Garbage: A sure sign of spring

Respect your neighborhood businesses, residents and the environment.

Sunday morning at 8 a.m., Dinkytown doesn’t look all that different from the dusty Western movie towns the day after a shootout. The locals have abandoned the area, gone home to recuperate from the night’s events. At this early hour, the streets are still empty.

But instead of duels the night before, the scene contained bar fights and boisterous walks home. And instead of tumbleweeds rolling down the road, it’s napkins and remnants of students’ late-night snacking.

It’s a sure sign of spring – the telltale garbage littering the sidewalks on the weekends. Hibernation has ended; a walk home from the bars is finally bearable.

And maybe with the walk comes a stop for a slice of pizza or a Big Mac. The weather’s nice enough now that you can even stand outside and eat.

But where does that takeout box, wrapper or fountain-drink cup end up when you’re done with it?

An 8 a.m. drive through Dinkytown last weekend provided a sad answer: the streets and sidewalks.

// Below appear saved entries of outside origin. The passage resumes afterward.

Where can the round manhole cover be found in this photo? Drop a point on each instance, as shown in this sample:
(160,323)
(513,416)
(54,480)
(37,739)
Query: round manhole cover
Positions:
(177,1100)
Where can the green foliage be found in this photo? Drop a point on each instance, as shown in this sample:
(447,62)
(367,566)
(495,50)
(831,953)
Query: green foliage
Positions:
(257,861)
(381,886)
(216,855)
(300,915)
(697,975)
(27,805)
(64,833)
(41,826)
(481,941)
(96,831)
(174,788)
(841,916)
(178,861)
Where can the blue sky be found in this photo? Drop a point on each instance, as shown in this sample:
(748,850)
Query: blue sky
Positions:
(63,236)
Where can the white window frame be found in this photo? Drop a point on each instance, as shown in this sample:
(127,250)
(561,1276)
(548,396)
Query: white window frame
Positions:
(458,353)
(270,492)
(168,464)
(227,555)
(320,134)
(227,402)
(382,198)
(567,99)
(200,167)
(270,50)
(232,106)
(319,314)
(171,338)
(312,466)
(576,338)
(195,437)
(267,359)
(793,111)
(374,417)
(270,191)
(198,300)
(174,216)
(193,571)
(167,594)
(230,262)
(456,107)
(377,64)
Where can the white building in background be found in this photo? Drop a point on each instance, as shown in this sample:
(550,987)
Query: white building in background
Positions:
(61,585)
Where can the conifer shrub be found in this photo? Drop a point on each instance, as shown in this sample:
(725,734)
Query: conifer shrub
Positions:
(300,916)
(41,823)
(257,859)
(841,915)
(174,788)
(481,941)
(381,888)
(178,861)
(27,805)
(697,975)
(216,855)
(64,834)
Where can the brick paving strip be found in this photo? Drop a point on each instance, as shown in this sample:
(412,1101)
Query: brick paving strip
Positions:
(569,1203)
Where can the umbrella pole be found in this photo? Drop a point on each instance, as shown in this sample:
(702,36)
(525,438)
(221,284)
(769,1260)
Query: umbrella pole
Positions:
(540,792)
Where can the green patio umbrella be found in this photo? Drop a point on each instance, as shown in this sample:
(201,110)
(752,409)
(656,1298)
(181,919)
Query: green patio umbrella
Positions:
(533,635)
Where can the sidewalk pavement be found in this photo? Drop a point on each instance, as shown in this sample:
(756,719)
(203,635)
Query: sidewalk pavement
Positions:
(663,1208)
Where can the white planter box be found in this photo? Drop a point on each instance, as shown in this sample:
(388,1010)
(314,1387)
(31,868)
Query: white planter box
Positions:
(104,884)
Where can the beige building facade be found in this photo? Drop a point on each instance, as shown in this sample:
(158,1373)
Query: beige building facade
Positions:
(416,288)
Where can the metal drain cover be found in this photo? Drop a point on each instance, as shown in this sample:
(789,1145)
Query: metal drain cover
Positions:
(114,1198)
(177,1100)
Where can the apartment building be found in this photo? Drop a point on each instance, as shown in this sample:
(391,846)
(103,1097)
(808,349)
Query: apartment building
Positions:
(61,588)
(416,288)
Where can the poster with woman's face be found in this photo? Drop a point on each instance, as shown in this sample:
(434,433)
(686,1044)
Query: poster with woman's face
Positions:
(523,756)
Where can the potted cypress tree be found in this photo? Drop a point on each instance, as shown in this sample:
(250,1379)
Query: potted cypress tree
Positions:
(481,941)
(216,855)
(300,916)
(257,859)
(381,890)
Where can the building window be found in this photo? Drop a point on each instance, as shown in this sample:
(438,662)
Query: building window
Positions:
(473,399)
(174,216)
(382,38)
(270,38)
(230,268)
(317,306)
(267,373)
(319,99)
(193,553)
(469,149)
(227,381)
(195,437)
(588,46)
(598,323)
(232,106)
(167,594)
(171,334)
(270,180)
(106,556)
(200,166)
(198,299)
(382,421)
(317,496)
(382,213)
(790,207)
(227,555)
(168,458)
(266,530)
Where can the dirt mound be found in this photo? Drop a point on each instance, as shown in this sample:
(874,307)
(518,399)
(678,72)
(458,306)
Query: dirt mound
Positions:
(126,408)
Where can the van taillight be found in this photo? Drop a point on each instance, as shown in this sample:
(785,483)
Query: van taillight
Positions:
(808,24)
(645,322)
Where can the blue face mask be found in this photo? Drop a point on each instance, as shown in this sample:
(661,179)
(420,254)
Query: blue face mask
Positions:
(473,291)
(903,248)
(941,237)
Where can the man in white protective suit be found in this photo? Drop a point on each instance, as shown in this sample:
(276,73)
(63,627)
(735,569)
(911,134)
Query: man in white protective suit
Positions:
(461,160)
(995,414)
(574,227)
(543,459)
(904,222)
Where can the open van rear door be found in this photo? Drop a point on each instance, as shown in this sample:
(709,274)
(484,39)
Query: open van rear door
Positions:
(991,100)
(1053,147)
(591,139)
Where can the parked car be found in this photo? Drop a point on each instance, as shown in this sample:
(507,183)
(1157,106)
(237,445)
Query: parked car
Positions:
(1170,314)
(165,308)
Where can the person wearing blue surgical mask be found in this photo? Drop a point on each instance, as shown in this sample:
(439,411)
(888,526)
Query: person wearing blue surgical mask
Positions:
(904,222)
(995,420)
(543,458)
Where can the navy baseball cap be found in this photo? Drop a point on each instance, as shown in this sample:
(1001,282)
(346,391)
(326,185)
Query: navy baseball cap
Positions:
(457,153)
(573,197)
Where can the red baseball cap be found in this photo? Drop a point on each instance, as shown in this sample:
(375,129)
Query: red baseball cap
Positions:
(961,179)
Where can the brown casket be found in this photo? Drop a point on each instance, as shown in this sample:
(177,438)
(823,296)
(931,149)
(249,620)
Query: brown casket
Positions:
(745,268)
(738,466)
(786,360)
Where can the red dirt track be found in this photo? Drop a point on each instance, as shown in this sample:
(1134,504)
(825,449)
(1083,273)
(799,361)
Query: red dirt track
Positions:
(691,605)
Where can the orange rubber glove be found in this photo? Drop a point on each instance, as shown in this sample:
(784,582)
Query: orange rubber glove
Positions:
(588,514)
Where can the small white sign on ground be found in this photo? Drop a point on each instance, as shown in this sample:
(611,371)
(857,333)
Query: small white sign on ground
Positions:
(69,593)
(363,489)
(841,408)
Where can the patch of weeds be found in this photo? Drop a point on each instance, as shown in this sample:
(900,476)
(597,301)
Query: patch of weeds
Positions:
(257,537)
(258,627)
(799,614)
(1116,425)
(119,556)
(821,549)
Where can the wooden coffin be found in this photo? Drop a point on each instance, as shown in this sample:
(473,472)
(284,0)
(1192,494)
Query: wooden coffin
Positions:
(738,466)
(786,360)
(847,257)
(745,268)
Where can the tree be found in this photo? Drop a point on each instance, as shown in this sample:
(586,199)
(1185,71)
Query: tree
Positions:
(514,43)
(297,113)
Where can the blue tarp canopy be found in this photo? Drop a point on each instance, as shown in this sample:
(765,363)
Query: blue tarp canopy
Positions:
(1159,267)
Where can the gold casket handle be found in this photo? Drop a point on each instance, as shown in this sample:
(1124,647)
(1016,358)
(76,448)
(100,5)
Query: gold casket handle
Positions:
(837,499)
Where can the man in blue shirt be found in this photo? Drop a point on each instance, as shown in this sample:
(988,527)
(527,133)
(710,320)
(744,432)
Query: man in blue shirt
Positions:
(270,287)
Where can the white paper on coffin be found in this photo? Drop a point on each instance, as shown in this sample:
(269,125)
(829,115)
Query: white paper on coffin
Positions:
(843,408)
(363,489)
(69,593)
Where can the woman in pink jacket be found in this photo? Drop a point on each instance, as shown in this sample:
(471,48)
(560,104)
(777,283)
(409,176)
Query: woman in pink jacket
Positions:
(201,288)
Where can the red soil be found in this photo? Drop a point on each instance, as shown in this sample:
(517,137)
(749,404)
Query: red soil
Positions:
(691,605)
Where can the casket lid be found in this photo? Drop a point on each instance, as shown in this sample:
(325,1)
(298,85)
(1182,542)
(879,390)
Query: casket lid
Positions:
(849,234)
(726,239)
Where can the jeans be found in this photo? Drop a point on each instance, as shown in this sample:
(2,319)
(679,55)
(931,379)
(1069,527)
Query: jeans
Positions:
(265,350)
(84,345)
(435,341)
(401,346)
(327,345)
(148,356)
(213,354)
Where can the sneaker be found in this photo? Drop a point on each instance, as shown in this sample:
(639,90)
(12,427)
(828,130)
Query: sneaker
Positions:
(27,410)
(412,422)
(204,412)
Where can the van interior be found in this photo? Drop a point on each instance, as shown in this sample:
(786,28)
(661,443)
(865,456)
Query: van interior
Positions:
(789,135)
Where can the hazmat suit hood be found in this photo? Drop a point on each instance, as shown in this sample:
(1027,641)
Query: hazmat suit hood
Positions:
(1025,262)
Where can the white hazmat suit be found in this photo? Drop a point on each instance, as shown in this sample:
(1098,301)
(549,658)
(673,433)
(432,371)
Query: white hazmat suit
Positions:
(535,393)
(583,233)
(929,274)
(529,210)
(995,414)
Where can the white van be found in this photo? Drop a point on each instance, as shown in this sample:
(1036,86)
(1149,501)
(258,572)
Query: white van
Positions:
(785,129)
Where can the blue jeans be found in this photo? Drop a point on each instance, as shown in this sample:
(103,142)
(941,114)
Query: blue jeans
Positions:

Yesterday was Earth Day, and all this week community members and people everywhere are trying to contribute to improving the planet.

Yet, at the same time, nearly every weekend, students show little respect for the environment by not taking actions as simple as throwing their trash in the garbage. It shouldn’t even take a special day of the year to remind us not to litter or pollute. Our simple everyday actions should contribute to respecting the planet and our neighbors.

You may go home at the end of the night and maybe sleep until 10 a.m. or not leave the house until the afternoon. But the neighborhood and businesses have to deal with what remains of your night out.

With the warming weather and Spring Jam coming up, students will be spending more time outdoors. Be mindful of your actions and what you leave behind.

A dirty, littered neighborhood reflects badly on the community and shows little respect for the businesses, residents and environment.